Faced with difficult circumstances, you can choose to struggle and wilt or make the most of where you find yourself and bloom, right there where you’re planted.
I recently found myself at a party making small talk with a woman who had just moved to Germany. Following her husband who’d found a job there, she’d upped sticks and crossed the Atlantic, leaving a high-powered career, her family and her friends – without a word of German in her vocabulary. As we got acquainted, the woman whom we’ll call Anna revealed that her home is tiny and cramped compared to what she left in Canada, money is tight, and she’s having a lot of trouble finding a job in her field of expertise. Curiously, Anna told me all this without an ounce of self-pity or a hint of complaint; she really was just sharing her circumstances with me. It sounded like Anna wasn’t exactly having an easy time of it, yet she was upbeat, cheerful and optimistic. I asked her how she stayed so positive in the face of changed and challenging circumstances. Her four-word answer is the wisdom I’d like to share this month. She said: “Bloom where you’re planted”.
Accept and be free
The expression instantly struck a chord for me. How often do we rail and struggle against life and the things it throws at us. Sometimes we fight against the little things – I want to wear my new red top today, but it’s clearly to cold for its filmy fabric. I wear it anyway and am freezing and grumpy all day. Often it’s at work – a friendly “How are you?” to a colleague is met with “I just so don’t want to be here today”. Anna was going through some big things – living in a city she didn’t really choose and having to find a job when she never wanted to give up her old one, yet she was determined to make the best of where she was and what was on offer.
See with Betty Davis eyes
Anna’s words reminded me of a line I’ve often heard attributed to silver-screen icon Bette Davis: “If Hollywood didn’t work out, I was prepared to be the best secretary in the world”. Davis decided that whatever she did in life, she would do it 100% and be the best. She happened to be incredibly talented (though that doesn’t always mean much in Hollywood), and she bloomed in her chosen profession. However, she had the good sense to know that, had the fickle film world rejected her, she would have planted herself elsewhere and bloomed there instead.
Be here now
Facing a very heavy day at work recently, with back-to-back meetings and presentations, Anna’s words came back to me. I couldn’t do anything about my schedule, I had to be there and do the work. While I would have preferred to be lying on a beach drinking Mai Tais, that wasn’t the particular type of sandy soil I was planted in today. So, I decided to bloom in the clay-rich earth I was in and fully engage with my day, making the most of what it was offering me. Unsurprisingly, as I sat up and tried to propose ideas in meetings instead of letting my attention wander and wishing I were somewhere else, the time went by more quickly and I was even complimented by a colleague on my contributions.

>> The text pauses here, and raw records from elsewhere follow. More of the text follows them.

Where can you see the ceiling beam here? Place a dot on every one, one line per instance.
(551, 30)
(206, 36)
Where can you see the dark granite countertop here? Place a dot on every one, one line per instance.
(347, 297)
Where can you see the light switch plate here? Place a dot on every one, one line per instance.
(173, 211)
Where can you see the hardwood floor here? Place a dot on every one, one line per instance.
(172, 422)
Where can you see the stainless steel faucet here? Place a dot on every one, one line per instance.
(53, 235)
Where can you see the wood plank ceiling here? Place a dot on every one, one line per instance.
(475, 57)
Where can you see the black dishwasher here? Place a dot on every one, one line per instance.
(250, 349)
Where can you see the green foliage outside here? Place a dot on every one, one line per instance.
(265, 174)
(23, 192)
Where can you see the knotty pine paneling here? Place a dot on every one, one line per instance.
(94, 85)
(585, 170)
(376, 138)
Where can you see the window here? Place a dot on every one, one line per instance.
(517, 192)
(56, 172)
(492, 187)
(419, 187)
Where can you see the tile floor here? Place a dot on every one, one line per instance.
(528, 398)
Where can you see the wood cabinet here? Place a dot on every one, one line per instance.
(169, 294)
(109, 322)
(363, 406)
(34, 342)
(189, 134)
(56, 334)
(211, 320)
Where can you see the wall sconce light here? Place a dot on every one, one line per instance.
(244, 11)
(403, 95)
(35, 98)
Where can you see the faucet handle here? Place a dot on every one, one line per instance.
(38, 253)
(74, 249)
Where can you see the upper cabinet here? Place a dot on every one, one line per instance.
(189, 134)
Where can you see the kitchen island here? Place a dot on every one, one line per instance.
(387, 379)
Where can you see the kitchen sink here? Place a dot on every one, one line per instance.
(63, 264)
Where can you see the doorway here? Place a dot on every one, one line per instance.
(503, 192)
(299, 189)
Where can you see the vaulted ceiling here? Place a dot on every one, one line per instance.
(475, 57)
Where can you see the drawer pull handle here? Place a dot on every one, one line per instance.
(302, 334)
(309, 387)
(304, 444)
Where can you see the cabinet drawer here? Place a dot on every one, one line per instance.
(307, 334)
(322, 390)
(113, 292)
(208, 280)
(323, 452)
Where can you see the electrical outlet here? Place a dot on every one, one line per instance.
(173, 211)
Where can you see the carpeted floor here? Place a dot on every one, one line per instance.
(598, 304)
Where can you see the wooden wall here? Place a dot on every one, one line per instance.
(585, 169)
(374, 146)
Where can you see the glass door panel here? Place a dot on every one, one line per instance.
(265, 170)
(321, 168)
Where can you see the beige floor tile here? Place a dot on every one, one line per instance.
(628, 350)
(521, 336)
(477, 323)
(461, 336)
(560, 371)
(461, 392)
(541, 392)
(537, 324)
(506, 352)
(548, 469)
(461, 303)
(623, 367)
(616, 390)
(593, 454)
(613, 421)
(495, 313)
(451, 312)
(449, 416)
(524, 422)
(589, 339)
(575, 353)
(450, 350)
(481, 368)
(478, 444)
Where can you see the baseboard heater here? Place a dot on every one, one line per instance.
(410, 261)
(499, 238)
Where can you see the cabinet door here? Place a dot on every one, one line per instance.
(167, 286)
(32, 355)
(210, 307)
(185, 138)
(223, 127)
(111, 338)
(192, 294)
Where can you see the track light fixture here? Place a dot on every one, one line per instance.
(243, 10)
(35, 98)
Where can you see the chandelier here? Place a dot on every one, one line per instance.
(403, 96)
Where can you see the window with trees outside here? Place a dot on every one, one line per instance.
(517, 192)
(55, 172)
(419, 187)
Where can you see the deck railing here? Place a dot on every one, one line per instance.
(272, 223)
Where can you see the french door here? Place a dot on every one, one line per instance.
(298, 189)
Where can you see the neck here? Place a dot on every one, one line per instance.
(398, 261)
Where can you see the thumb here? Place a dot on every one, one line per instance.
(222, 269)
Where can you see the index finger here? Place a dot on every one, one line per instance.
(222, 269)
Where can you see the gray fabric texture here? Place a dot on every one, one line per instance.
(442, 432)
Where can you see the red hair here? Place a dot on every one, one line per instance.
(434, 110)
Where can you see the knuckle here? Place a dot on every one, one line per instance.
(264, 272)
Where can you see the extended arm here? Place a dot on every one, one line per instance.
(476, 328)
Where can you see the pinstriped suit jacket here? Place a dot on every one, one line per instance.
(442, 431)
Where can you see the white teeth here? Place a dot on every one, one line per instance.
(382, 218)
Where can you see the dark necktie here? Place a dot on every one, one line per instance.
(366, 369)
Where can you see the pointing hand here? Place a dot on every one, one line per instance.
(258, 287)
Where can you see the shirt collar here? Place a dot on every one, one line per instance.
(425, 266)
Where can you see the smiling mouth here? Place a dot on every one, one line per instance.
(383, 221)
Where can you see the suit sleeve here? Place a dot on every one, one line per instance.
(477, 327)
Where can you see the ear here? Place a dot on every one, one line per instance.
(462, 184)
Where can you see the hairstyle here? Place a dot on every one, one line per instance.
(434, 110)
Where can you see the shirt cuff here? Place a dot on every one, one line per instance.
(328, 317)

Anna’s maxim, “Bloom where you’re planted” reminded me that, when circumstances are out of our control, we still have the power to choose how we approach them. In doing so, we gain control of how we feel about our situation and, ultimately, control our happiness. Today I want to go for a long walk, but it’s raining. What will make me happier? Being grouchy about the rain or accepting it and taking the opportunity to stay in, clear out the hallway cupboard, read a great book and watch a film? Anna found herself in a completely new set of circumstances, but instead of moping about her lack of job, she was taking German classes. Instead of being miserable about the state of her finances, she was going out a little less and taking the opportunity to improve her cooking skills at home. Instead of fighting the place she was planted, losing the battle, and becoming bitter and sad in the process, Anna had decided to bloom right there where she was planted.
Heavy-hearted heather or awesome azalea?
I guess it all comes down to making a choice about whether you’re someone who needs everything to be just right to be happy or if you want to be happy more often than that and have some modicum of resilience. I once tried to grow heather in my garden. It’s trickier than you might think. The purple haze that springs up willy nilly all over Scotland actually requires a specific type of soil to grow happily. So, it they looks marvellous over the hills and dales, it sulked like a depressed teenager in my garden. My azaleas, on the other hand, have been dug up several times over the last few years, moved around, planted both in pots and in the ground, and yet they continue to produce a lovely crop of flowers several times a year.
The choice is yours
It’s the azaleas of this world that will get the most out of life. Whether they have Alan Titchmarsh handling them or a clumsy beginner, they’ll do their best wherever they are planted and find a way to shine. The heathers, on the other hand, will spend a lot of time hating their circumstances and wilting. So, when we find ourselves faced with tasks we don’t want to do, circumstances that are less than ideal, and surroundings that we didn’t choose, the question we all have to ask ourselves is: do I want to be a heather or an azalea? Do I want to wilt in adversity, or do I want bloom no matter where I’m planted?